So, the city next door to me has a half-assed thing going on where they want their police department to enforce immigration law. This is a terrible idea. It means more work for the cops, more risk to them from freaked-out illegals, and near total loss of any leads they might otherwise get from people with bad immigration status and good information. Plus, any illegal pulled over for a minor traffic violation is going to floor it and run now. And so on. This is right on the heels of the city closing the job center for day labor, as though by removing the official and clean and regulated place for workers to find work they can make the “problem” go away. Have they been to the parking lot of the Home Depot lately? Now, as they voted in the new rule for local policing, they had a demonstration and disruption at the council meeting.

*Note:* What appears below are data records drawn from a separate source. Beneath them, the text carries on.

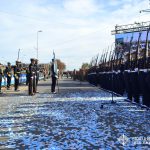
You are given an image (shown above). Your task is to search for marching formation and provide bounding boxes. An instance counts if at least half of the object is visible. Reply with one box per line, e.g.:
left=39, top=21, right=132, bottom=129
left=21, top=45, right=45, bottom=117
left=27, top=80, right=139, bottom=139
left=0, top=58, right=57, bottom=96
left=88, top=21, right=150, bottom=107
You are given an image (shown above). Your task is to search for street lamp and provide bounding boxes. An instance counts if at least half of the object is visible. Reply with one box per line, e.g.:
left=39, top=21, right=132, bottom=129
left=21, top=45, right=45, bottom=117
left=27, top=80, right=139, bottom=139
left=37, top=30, right=42, bottom=59
left=17, top=49, right=20, bottom=61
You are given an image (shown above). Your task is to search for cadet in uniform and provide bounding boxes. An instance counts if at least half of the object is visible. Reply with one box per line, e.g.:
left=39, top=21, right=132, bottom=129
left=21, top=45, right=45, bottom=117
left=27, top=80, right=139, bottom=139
left=51, top=59, right=58, bottom=93
left=6, top=62, right=12, bottom=90
left=29, top=58, right=36, bottom=96
left=14, top=61, right=21, bottom=91
left=0, top=64, right=3, bottom=94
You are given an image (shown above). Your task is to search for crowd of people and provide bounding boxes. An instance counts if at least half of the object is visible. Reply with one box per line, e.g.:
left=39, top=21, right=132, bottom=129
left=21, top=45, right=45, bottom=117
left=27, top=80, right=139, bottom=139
left=0, top=58, right=58, bottom=96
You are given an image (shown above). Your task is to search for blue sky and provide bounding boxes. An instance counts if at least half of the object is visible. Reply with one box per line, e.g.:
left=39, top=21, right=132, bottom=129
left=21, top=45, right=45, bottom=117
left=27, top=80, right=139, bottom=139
left=0, top=0, right=150, bottom=69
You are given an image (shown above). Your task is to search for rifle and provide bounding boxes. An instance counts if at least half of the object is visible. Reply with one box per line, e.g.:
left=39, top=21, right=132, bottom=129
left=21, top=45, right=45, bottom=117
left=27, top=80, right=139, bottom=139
left=128, top=32, right=134, bottom=68
left=135, top=30, right=142, bottom=67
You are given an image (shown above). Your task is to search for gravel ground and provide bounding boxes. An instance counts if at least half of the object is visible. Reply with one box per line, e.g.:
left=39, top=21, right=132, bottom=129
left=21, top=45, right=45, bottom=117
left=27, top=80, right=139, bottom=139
left=0, top=79, right=150, bottom=150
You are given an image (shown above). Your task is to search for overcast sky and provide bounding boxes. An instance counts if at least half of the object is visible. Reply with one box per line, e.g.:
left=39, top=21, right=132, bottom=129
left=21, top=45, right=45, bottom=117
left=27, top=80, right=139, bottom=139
left=0, top=0, right=150, bottom=69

Costa Mesa is a divided city. The east side is wealthy and mostly white, and the west side is poorer and mostly brown. It’s not as poor as Santa Ana, but it’s not an episode of “The O.C.” either. To put it in street terms, you can buy pot and coke in Costa Mesa but you need to go to Santa Ana for heroin. White Costa Mesa mostly dislikes the Hispanic immigrants on racial grounds and tries to hold them down and away. Brown Costa Mesa mostly just tries to hold down a job and get the kids through school.
The po’folks I know from West Costa Mesa are mostly upwardly mobile, hard-working, conservative family people. They’re in Costa Mesa because it’s the best ghetto in the county and their kids go to better schools and have less risk than in Santa Ana or points north. The only reason they’re shat on by the city government is race. In every other way they’re what that city has always been: lower middle class workers, small businesses, and middle-of-the-road Babbitt conservatism.

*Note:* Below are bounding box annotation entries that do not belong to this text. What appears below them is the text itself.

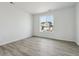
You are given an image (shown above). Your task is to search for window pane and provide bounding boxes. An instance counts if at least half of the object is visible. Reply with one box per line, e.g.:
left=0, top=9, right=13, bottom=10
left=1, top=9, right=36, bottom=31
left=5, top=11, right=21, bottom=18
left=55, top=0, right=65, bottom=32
left=40, top=16, right=54, bottom=32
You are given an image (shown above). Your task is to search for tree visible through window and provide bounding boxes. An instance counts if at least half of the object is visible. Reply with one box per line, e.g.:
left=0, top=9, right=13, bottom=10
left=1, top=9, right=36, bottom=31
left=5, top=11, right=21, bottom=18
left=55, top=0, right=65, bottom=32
left=40, top=16, right=54, bottom=32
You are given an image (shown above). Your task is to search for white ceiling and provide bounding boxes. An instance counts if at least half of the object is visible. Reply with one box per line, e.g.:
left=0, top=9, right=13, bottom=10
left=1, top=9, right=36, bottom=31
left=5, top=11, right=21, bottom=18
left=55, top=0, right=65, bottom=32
left=15, top=2, right=75, bottom=14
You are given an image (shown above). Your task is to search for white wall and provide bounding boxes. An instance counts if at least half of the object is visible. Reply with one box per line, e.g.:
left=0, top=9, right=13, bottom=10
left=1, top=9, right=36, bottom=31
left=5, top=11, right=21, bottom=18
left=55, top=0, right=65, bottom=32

I noticed that the protester who was arrested calls himself “Coyoti Tezcatlipoca”. Nice. One problem I’ve noticed with the hardcore Mexican-American protest crowd is their in-your-face Mexican patriotism. When there were demonstrations near my job in L.A. about the Belmont school issue, for example, the marchers had a huge Mexican flag and waved little ones, and the Mexican national colors were everywhere. One small problem: the neighborhood was almost entirely Salvadoran, Honduran, and Guatemalan. The locals didn’t appreciate the Mexican invasion, and there were some minor dustups and a few ripped-up flags. It’s strange to see the activists making the same mistake that those in power do and equating “spanish-speaking immigrant” with “Mexican”. The best part was the (local) Salvadoran activist council walking carrying the huge Mexican flag banner. A coworker of mine at the time who was a Mexican citizen told me that story and spat in the wastebasket next to her each time she said “Salvadoran”. No love lost there.
We can’t all get along. Sorry, Rodney.